Já Bamboo Island foi o mar mais lindo que eu vi na Tailândia. Um azul tão maravilhoso e uma ilha tão gostosa de aproveitar! Foi um dos pontos altos em termos de praia na viagem, retornaria com certeza! É uma praia que dá para curtir o dia todo, pois há uma pequena estrutura de bar e restaurante próximo do local onde atracam os barcos.
De volta à Ton Sai Bay, aproveitamos a tarde livre para relaxar no hotel e começar a organizar as malas. Era hora de se despedir da Tailândia, com muitas memórias inesquecíveis.

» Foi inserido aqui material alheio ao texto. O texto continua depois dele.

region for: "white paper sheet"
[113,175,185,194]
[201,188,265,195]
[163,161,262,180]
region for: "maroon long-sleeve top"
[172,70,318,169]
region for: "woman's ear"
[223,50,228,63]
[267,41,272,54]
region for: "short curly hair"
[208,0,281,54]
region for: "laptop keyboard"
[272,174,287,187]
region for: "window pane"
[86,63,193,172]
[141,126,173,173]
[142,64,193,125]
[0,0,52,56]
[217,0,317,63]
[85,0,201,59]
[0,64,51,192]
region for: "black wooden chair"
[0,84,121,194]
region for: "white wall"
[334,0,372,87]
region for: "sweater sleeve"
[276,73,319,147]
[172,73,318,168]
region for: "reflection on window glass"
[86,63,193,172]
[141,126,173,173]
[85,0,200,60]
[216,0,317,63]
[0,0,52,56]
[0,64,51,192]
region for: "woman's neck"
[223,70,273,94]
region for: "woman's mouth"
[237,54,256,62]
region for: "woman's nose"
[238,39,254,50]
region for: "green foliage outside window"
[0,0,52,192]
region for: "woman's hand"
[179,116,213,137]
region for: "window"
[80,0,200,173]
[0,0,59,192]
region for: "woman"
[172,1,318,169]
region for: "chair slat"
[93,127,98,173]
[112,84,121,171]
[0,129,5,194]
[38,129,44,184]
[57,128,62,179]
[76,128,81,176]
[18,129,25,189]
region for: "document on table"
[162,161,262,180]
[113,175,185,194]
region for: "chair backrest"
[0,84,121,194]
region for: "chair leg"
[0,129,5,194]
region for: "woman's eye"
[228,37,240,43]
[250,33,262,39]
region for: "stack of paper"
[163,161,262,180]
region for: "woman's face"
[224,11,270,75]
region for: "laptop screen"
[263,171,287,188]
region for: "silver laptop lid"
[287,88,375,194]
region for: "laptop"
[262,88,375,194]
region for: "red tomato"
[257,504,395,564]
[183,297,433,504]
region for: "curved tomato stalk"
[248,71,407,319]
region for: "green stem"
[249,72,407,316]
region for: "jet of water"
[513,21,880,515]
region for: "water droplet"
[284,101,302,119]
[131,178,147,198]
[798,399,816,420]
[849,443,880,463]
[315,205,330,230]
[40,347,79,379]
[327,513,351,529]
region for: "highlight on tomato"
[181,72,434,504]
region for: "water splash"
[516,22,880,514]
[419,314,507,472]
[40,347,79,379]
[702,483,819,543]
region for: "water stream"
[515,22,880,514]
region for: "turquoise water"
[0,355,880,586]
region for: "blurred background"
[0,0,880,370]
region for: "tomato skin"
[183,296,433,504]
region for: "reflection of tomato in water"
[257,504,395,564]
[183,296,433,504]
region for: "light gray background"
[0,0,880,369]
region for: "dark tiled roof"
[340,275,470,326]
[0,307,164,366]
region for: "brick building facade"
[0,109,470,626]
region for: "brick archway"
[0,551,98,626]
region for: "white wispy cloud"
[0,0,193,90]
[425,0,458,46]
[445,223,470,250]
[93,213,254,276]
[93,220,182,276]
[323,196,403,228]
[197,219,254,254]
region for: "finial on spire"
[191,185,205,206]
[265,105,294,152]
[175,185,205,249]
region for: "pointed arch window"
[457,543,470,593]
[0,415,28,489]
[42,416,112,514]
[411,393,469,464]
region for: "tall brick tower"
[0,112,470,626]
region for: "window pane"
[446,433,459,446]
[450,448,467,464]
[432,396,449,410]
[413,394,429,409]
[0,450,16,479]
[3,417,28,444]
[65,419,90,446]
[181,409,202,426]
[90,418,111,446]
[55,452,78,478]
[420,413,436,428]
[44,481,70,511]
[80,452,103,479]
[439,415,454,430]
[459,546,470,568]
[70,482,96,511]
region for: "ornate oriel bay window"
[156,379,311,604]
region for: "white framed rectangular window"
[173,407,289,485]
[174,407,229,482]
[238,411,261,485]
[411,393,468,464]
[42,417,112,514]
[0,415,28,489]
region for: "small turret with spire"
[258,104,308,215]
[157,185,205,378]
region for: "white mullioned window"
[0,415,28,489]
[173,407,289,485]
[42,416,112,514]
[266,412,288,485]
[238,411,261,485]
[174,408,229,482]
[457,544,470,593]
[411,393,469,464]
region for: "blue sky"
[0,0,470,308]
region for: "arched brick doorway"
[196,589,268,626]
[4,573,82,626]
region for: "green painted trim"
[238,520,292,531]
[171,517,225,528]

Dicas práticas para planejar seu roteiro de 10 dias na Tailândia
• Melhor época: de novembro a março (época seca na costa Oeste do país – Mar de Andaman, onde se concentrou o nosso roteiro)
• Moeda: Baht tailandês (THB). Cotação aproximada 1 real = 6 bahts.
• Visto: brasileiros não precisam de visto para estadias de até 90 dias. É imprescindível levar o comprovante internacional da vacina de febre amarela, que é conferido antes de mesmo de você chegar na cabine da imigração.
• Transporte: use voos low cost para deslocamentos entre regiões, e carros de aplicativos para trajetos curtos nas cidades (o preço compensa).

• Cultura:
Sempre tire os sapatos antes de entrar em templos e nunca sente com as solas dos pés voltadas na direção das imagens de Buda.
Evite toques na cabeça dos outros (considerada parte sagrada do corpo).
Não compre imagens e nem faça tatuagem de Buda: é extremamente ofensivo.
Aprenda duas palavrinhas em tailandês: “Sawasdee” (Olá!) e “Khop Khun Kha” (Obrigada!) – é uma forma simpática de se comunicar com os locais.
Faça um esforço para entender o inglês deles. É extremamente básico, mas o povo é muito simpático e quer agradar o tempo todo.
Use e abuse das massagens. É tão barato que dá para fazer todos os dias!! Nos mercados geralmente as barraquinhas são colocadas na rua, mas você também verá inúmeros Spas espalhados pelas cidades.

- Saúde:
Cuidado com ingestão de água e gelo sem saber a procedência. Na dúvida, melhor não arriscar. A Tailândia é conhecida pela diarreia dos viajantes, então toda precaução vale a pena.
O mesmo conselho vale para sucos de frutas, pois não há como saber de onde veio a água que foi usada para fazê-los.
Se não tiver tolerância à pimenta peça todos os pratos non-spicy. Por menor que seja a quantidade, já é muito comparada com o nosso paladar.